支持:各自治体では住民からの問い合わせが多く、各窓口において職員たちが電話対応を行っています。そのため、近年はAI自動電話応答サービスを導入して効率化を図る自治体も増えてきています。
神奈川県横浜市の事例
神奈川県横浜市ではAI電話自動応答サービスによる実証実験を中区と旭区の2区役所において実施しました。
引っ越しに伴う転入や転居などの問い合わせに対し、スピーディーかつ具体的な案内を行うのはもちろん、窓口業務の負担軽減なども考慮しての検証でした。
令和5年12月末~令和6年3月31日まで行われた検証は、AI対応のみの案内達成率が80%超と大きな成功率を挙げています。
12月29日~翌年1月3日までの閉庁期間も対応が可能だったため、市民の方々にとっても有益なサービスだったと語る横浜市は、今後もAI電話自動応答サービスの検証を重ねていきたいと今後の展望にも期待を寄せました。

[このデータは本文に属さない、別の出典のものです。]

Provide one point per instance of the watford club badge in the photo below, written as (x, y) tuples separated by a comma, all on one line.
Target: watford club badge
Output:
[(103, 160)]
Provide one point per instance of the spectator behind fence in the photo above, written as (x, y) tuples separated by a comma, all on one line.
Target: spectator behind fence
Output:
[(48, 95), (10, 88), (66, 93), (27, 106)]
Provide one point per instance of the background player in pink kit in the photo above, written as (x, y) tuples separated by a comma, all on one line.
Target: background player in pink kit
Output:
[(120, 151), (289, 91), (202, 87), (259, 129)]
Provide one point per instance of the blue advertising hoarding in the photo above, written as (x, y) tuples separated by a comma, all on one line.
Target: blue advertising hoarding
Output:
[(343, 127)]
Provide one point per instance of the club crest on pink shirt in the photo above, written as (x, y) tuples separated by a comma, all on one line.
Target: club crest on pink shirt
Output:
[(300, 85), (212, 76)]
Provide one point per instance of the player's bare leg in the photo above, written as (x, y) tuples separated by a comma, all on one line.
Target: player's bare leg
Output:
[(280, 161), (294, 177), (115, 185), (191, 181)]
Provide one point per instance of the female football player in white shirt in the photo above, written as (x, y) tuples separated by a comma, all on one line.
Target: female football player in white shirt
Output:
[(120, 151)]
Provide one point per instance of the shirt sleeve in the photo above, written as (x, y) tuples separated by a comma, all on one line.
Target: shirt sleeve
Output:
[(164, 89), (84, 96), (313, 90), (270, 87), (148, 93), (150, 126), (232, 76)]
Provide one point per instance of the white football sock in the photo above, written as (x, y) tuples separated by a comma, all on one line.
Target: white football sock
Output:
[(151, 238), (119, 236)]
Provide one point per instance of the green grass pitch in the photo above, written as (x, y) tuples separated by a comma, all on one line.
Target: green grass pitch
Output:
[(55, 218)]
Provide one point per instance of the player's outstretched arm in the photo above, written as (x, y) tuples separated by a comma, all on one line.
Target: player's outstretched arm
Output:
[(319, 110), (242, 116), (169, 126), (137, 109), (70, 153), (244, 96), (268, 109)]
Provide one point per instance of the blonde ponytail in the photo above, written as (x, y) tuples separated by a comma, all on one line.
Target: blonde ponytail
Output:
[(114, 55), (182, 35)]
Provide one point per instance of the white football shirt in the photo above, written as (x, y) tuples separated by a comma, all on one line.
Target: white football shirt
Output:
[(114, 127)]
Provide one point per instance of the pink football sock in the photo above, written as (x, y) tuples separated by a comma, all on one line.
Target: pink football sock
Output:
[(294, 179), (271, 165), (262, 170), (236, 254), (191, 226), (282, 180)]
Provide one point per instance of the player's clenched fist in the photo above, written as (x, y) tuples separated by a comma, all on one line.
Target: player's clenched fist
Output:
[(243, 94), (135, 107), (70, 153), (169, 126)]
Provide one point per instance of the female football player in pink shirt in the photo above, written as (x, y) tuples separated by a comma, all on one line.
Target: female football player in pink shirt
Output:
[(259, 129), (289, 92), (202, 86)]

出典:デジタル行政「AI対応だけで正常完了率80%以上 横浜市、ナビゲーション型対話AI実証実験の結果と将来展望[インタビュー]」
愛知県春日井市の事例
愛知県春日井市では子育て支援の一環としてAI電話対応サービスを導入しました。
24時間365日の電話受付が可能なため、児童手当の申請方法や育児相談、保育園の入園手続きといったさまざまな質問に対して、いつでも簡単にアクセスして回答を得ることができます。
また現在は子育て支援だけではなく住民票や戸籍、マイナンバーや資源の分別方法に関する問い合わせにも対応できるようになりました。

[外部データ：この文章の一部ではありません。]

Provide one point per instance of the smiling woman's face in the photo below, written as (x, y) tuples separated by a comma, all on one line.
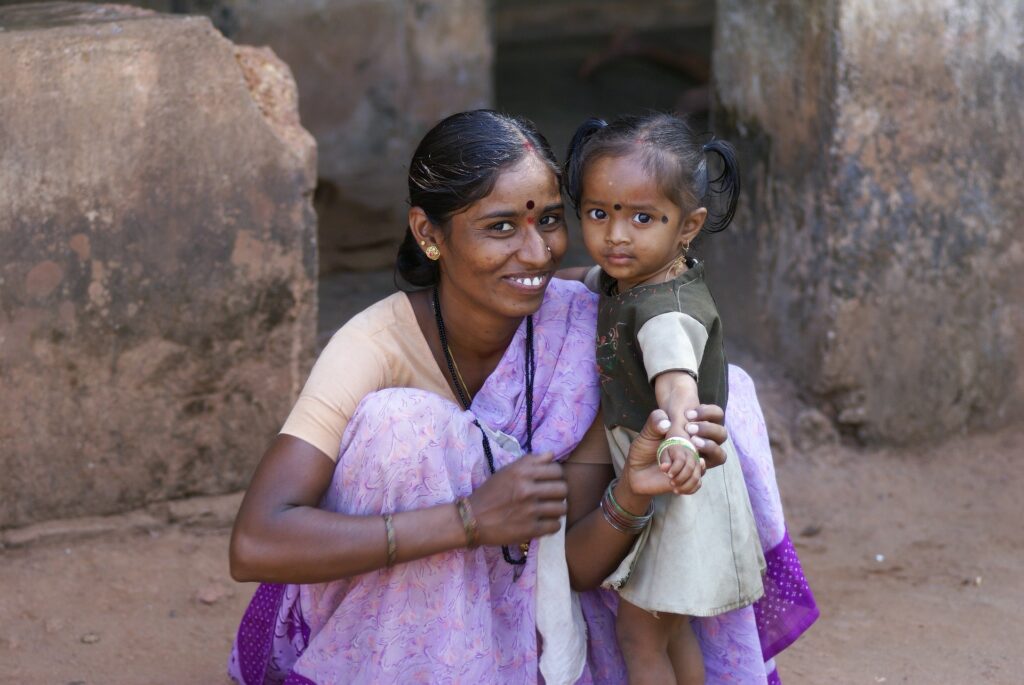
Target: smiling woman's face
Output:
[(501, 252)]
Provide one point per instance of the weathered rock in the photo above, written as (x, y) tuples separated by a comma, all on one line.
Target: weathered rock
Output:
[(877, 254), (373, 77), (157, 258)]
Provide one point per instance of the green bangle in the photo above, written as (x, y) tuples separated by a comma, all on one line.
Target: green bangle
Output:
[(681, 441), (614, 503)]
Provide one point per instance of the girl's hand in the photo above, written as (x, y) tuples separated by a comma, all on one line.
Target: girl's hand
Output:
[(707, 431), (643, 475), (521, 501)]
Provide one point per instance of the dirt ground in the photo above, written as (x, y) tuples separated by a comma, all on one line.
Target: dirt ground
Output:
[(914, 557)]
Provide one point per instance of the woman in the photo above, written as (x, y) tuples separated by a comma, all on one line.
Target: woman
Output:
[(396, 512)]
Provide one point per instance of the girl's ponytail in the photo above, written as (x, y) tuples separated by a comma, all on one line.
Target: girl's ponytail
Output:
[(574, 159), (721, 194)]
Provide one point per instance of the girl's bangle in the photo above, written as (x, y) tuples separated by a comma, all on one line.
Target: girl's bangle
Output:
[(468, 522), (621, 519), (392, 545)]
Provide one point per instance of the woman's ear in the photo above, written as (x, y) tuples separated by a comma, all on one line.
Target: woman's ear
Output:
[(425, 232), (692, 223)]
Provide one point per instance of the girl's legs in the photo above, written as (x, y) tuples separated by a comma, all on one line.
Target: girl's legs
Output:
[(658, 650), (684, 652)]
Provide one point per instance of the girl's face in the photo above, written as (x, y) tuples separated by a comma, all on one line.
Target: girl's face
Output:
[(501, 252), (631, 229)]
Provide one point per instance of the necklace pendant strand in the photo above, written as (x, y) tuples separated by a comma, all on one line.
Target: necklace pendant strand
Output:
[(463, 393)]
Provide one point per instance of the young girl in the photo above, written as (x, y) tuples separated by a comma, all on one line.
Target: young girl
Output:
[(642, 188)]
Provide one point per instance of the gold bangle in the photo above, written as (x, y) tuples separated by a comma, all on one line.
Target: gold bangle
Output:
[(392, 546), (468, 522), (681, 441)]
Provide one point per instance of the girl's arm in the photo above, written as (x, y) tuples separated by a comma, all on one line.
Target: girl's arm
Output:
[(593, 548), (280, 536)]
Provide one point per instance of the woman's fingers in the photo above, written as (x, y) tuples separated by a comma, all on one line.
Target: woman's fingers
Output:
[(549, 489), (710, 413)]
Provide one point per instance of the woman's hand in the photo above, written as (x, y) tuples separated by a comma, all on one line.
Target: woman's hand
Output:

利用者からのフィードバックやデータを基に学習し、より幅広い回答ができるように進化し続けています。
出典:春日井市「自動応答サービス「教えて!道風くん」」
AI電話自動応答サービスの活用で業務効率化を図ろう
本記事ではAI電話自動応答サービスの基礎知識や導入メリット、さまざまな事例をご紹介しました。

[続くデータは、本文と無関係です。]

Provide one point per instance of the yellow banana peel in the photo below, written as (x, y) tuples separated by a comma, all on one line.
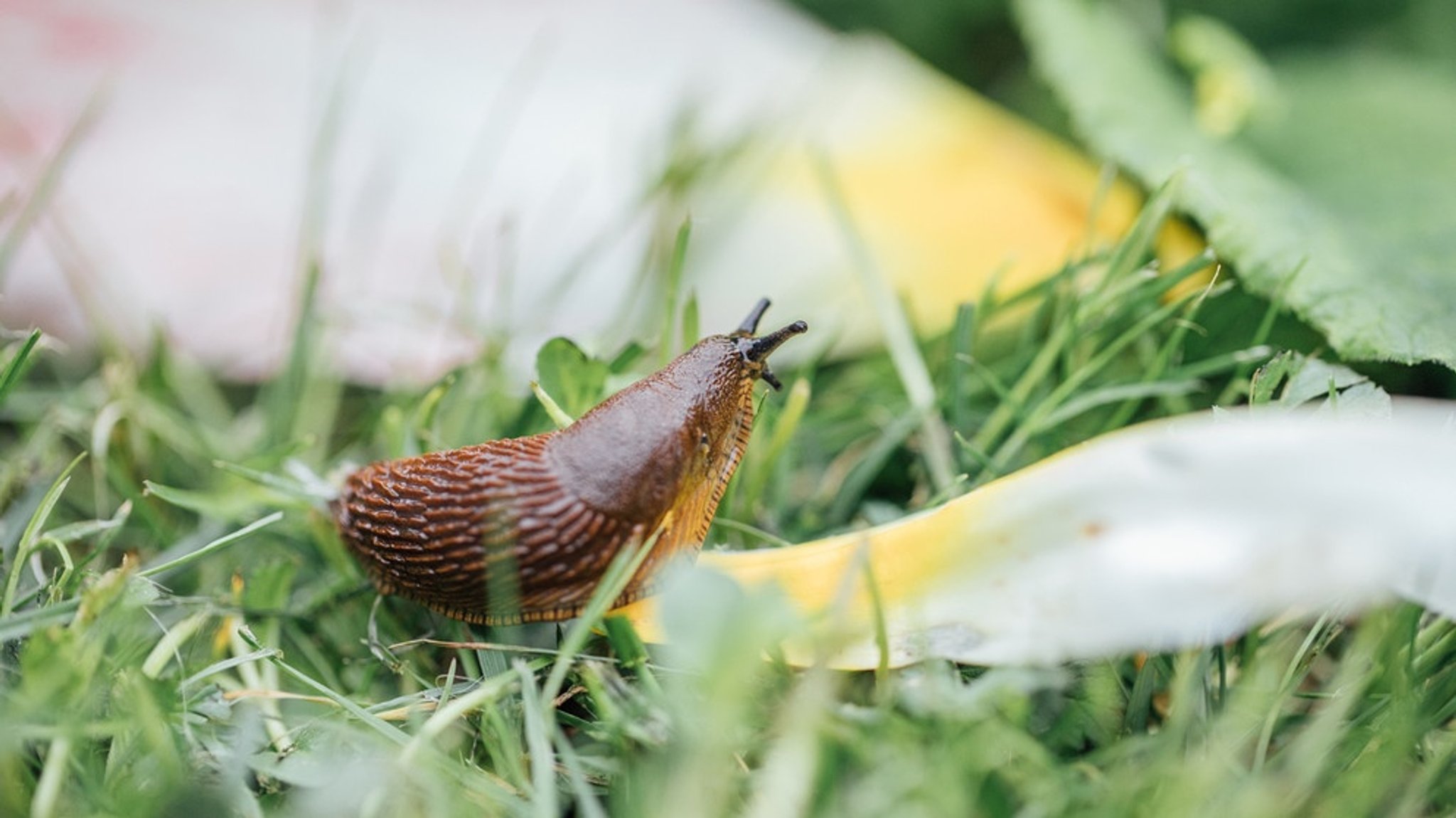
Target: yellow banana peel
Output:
[(950, 194), (1160, 536)]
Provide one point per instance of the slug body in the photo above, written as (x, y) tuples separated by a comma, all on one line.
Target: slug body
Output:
[(523, 530)]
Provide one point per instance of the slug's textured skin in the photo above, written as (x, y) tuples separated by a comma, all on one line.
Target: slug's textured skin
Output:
[(523, 530)]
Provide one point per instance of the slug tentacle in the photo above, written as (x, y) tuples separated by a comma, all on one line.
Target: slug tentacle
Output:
[(523, 530)]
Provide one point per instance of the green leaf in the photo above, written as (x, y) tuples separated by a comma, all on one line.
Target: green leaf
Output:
[(569, 376), (1337, 206)]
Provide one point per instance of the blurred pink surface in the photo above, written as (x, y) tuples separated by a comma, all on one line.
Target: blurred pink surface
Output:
[(479, 154)]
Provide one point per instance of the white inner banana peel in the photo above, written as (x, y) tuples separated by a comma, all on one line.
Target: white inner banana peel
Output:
[(1161, 536)]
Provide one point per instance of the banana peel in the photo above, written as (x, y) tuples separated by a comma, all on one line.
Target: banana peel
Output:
[(1160, 536), (953, 197)]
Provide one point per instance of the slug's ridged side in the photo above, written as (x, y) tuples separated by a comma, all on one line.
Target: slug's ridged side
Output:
[(523, 530), (483, 533)]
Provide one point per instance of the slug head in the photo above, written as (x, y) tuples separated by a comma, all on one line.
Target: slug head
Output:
[(676, 435)]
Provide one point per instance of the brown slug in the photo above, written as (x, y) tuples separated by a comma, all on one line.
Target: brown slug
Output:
[(522, 530)]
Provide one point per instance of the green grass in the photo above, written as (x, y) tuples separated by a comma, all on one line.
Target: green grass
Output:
[(183, 634)]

AI電話自動応答サービスは電話対応業務によるリソース不足を課題に挙げている事業者や自治体の皆様にとって、画期的なサービスでしょう。
しかし、まだまだAI電話自動応答サービス機能も人が行う電話代行サービスに及ばない点が見受けられます。例えば相手の感情を読み取る力や丁寧さなどは従来の電話代行の方が信頼感におけるといった方も多いです。
まずは自社・自治体が優先したい課題を明確にしましょう。
その課題が「電話応対による他業務へのリソース不足」であれば、AI電話自動応答サービスの導入を検討してみてください。